During the German occupation of the Netherlands, De Reuver continued performing with various orchestras after obtaining the required permit from the Nederlandsche Kultuurkamer. Following the 1941 ban on English-language songs, she focused on French and Dutch repertoire. After the liberation, De Reuver performed for Allied officers in Brussels before she returned to the Netherlands, where she became the regular singer of The Skymasters, the orchestra of the public broadcaster AVRO. With this ensemble she appeared frequently on radio and recorded extensively. Her best-known song was Kijk eens in de poppetjes van mijn ogen (1952), which became closely associated with her career.
She also performed regularly with guitarist and singer Eddy Christiani in radio broadcasts with ensemble De Avroleans. De Reuver and Christiani were repeatedly named the Netherlands' leading vocalists during this period.

In the 1950s and 1960s Annie toured with the orchestra De Reuvertjes, visiting Dutch soldiers in the Netherlands, Germany and on ships.

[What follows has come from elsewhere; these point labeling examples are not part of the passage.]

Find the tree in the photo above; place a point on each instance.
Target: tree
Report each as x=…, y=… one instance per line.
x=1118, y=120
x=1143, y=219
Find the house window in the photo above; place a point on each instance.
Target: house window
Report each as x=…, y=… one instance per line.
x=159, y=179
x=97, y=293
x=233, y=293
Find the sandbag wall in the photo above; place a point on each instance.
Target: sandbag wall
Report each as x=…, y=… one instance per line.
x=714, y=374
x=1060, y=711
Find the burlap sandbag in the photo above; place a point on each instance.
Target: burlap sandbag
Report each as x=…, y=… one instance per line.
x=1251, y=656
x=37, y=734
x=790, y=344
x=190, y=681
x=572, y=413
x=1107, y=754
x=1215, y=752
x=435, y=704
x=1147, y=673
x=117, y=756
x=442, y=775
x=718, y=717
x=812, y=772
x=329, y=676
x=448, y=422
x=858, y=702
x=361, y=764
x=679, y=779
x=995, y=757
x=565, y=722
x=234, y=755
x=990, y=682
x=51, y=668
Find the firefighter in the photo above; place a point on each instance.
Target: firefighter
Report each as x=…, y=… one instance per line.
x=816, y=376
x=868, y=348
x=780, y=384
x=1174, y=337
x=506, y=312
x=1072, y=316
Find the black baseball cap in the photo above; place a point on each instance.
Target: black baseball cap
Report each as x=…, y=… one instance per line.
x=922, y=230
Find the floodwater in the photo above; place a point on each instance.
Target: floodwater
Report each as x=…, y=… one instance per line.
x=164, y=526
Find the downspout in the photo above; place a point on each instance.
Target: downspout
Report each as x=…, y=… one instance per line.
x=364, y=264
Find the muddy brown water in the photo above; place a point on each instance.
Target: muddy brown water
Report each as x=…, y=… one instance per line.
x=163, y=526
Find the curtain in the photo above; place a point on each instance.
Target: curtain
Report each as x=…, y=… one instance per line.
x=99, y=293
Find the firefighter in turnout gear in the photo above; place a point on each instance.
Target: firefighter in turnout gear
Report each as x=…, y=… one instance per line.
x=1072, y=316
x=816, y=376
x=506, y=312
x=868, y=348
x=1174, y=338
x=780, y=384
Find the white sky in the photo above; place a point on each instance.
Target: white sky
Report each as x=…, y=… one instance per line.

== Record production and later work ==
From the late 1960s onward, as popular music tastes shifted, De Reuver increasingly focused on production and artist development. In 1967 she joined the record label Dureco as a programme leader, where she was involved in discovering and producing new Dutch talent, including Ben Cramer, Oscar Harris and songwriter Pierre Kartner. After leaving Dureco, De Reuver worked for music label Telstar, promoting and producing recordings and maintaining close contacts with broadcasters. In 1987 she produced the record Kleine Jodeljongen by Manke Nelis. Alongside this work, she also presented radio programmes for the TROS and Radio Rijnmond.

== Personal life ==
De Reuver married four times. All of them ended at her initiative, in most cases due to adultery on one or both sides. She did not have children with any of her husbands. In 1994 De Reuver received the Erasmus Award from the city of Rotterdam and was appointed a member of the Order of Orange-Nassau in recognition of her long career and contributions to Dutch popular music. In her later years she occasionally performed at celebratory events and appeared with fellow veteran performers under the name “Toppers van Toen”.

== Later life and death ==
Annie de Reuver retired in the early 1990s. She died on 1 January 2016 at the age of 98 in her apartment in Rotterdam from complications following surgery for a broken hip sustained in a fall.